NEW YORK (360Dx) – An alliance of more than 40 healthcare and patient advocacy organizations on Thursday launched an initiative to improve the quality of medical diagnoses.
The initiative was launched by the Coalition to Improve Diagnosis, formed by the Society to Improve Diagnosis in Medicine (SIDM), a Washington, DC-based organization that seeks to increase public and private sector funding for diagnostic quality research, among other strategic objectives.
Act for a Better Diagnosis, the new initiative, targets diagnoses that can harm patients and calls on organizations to identify and distribute practical steps to better ensure diagnoses are accurate, communicated, and timely, SIDM said.

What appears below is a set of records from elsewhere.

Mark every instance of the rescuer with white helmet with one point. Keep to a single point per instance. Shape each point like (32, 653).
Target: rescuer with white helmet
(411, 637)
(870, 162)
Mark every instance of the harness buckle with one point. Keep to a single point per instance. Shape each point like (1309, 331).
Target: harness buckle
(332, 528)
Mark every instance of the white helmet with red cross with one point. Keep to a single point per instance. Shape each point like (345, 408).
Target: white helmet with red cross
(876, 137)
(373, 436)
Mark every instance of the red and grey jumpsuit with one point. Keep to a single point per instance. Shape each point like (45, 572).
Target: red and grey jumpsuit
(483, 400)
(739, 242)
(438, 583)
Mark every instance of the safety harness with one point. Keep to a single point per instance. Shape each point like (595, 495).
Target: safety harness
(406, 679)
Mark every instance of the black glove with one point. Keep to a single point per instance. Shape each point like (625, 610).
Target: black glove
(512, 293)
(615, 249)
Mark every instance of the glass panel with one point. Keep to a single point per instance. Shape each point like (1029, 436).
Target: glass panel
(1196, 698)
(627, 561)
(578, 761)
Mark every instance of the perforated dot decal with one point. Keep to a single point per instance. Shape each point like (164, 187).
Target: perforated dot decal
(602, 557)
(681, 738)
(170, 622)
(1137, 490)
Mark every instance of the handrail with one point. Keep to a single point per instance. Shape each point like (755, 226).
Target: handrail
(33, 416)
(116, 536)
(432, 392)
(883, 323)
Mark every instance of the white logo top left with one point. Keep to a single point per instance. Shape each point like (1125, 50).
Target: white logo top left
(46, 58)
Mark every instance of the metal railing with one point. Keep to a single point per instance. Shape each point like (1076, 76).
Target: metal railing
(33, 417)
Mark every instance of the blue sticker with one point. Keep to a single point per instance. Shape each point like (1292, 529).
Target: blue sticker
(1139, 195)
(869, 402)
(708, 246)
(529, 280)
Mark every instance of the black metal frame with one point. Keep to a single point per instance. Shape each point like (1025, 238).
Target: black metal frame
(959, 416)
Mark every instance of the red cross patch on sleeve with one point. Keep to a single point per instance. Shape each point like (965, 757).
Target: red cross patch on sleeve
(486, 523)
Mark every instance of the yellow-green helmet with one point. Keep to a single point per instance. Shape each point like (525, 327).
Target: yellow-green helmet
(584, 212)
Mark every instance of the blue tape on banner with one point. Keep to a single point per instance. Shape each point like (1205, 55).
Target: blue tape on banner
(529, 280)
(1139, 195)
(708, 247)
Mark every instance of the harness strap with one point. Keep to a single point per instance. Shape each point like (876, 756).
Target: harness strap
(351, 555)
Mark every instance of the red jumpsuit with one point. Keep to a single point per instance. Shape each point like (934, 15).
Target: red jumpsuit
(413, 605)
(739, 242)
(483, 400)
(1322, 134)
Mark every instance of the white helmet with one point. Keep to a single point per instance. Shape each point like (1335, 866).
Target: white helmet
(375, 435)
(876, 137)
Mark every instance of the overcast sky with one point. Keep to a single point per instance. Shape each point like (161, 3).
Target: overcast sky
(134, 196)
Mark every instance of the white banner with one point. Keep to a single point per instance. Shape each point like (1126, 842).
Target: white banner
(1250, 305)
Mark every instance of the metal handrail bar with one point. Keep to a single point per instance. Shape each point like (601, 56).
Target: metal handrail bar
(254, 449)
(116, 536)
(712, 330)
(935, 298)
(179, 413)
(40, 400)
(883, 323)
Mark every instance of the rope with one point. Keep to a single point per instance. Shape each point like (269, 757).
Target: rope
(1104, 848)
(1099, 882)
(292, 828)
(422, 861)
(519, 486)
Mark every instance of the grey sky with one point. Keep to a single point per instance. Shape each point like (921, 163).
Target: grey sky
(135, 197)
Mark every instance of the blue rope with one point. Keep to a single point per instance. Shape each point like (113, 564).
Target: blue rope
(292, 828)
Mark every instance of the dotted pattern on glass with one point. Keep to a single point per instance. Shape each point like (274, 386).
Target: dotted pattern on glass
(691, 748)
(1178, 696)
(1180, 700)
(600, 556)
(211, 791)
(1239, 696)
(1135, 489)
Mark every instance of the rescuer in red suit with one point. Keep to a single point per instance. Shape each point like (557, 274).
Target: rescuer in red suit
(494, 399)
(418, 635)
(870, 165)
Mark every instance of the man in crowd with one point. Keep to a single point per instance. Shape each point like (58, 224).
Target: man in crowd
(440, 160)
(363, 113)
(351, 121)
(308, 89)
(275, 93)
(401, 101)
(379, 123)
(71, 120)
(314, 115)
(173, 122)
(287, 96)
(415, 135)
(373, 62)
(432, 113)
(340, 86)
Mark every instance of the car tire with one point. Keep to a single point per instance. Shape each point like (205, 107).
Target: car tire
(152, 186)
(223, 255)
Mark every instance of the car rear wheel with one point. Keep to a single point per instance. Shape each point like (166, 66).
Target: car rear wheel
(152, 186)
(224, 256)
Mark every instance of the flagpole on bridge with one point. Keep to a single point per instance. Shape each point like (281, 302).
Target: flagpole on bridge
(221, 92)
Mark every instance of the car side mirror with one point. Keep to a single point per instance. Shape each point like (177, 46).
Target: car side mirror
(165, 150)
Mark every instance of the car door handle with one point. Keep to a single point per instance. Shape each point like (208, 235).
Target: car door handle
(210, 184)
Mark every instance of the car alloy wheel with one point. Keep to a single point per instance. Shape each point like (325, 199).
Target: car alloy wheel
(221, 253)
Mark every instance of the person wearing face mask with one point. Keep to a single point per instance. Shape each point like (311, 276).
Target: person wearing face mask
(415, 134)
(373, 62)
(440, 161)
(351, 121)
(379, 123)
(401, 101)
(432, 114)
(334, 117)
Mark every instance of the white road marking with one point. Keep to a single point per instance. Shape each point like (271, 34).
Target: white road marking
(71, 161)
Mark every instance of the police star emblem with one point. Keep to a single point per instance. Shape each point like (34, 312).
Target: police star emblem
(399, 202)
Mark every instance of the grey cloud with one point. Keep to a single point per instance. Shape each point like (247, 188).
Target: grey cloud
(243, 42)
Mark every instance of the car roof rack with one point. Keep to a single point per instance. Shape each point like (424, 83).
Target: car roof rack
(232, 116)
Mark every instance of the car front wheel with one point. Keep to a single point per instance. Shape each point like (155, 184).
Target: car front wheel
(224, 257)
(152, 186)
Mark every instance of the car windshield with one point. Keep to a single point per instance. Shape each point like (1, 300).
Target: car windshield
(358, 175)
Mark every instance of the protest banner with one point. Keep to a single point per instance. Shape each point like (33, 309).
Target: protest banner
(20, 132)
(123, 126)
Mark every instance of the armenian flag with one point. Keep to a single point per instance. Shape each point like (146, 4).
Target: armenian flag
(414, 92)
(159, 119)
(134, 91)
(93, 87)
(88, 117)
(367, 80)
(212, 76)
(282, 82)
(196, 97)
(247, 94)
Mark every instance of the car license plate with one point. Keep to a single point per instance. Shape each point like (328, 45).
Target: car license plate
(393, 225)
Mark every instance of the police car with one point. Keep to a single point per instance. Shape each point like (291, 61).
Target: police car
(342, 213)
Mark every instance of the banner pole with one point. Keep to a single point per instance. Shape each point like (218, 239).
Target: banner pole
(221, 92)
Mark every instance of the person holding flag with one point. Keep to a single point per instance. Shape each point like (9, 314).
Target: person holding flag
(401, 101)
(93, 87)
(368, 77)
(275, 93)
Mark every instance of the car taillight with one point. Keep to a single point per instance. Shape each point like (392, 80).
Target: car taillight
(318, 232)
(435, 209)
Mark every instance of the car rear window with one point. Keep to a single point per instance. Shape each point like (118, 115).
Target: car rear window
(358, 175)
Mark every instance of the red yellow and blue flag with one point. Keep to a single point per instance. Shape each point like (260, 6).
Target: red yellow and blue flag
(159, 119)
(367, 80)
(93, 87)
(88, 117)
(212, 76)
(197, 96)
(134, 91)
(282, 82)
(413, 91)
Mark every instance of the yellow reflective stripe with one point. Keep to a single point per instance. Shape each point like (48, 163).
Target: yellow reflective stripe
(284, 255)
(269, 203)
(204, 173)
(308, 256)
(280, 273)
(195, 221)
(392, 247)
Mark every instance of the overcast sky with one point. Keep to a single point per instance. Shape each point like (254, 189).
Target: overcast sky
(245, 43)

“Providing an accurate medical diagnosis is complex and involves uncertainty, but it’s obviously essential to effective and timely treatment,” Paul Epner, CEO and cofounder of SIDM, said in a statement. “Nearly everyone will receive an inaccurate diagnosis at some point in their life and for some, the consequences will be grave. Major improvement is needed to systematically identify how to improve diagnostic quality and reduce harm to patients.”
Working in collaboration over several months, members of the Coalition to Improve Diagnosis identified initial obstacles they believe impede diagnostic accuracy. Obstacles include incomplete communication during care transitions. When patients are transferred between facilities, physicians, or departments, important information can slip through the cracks.
Further, unlike for many other patient safety issues, no standardized measures enable hospitals, health systems, or physicians to understand their performance in the diagnostic process, to guide improvement efforts, or to report diagnostic errors, SIDM said. Providers rarely get feedback if a diagnosis was incorrect or changed.
Act for a Better Diagnosis members are working to improve the diagnostic process by identifying resources such as online tools that can help physicians recognize and avoid diagnostic errors, as well as improving education for new practitioners, and identifying tools for patients to support their search for diagnoses. They also will develop tools for clinicians, patients, and caregivers to communicate test results more clearly, Act for a Better Diagnosis said.
The organizations behind the Act for a Better Diagnosis initiative represent clinicians, patients, health systems, researchers, and testing professionals.
Researchers estimate that up to 80,000 deaths a year in US hospitals can be attributed to inaccurate or delayed diagnoses, according to SIDM. Further, diagnostic errors affect 12 million adults in outpatient settings each year, and they are the most common cause of medical errors reported by patients. Every nine minutes, someone in a US hospital dies due to a medical diagnosis that was wrong or delayed, SIDM said.
Geisinger, Intermountain Healthcare, Johns Hopkins Medicine, the American College of Physicians, and the American Association for Clinical Chemistry are among the coalitions' members.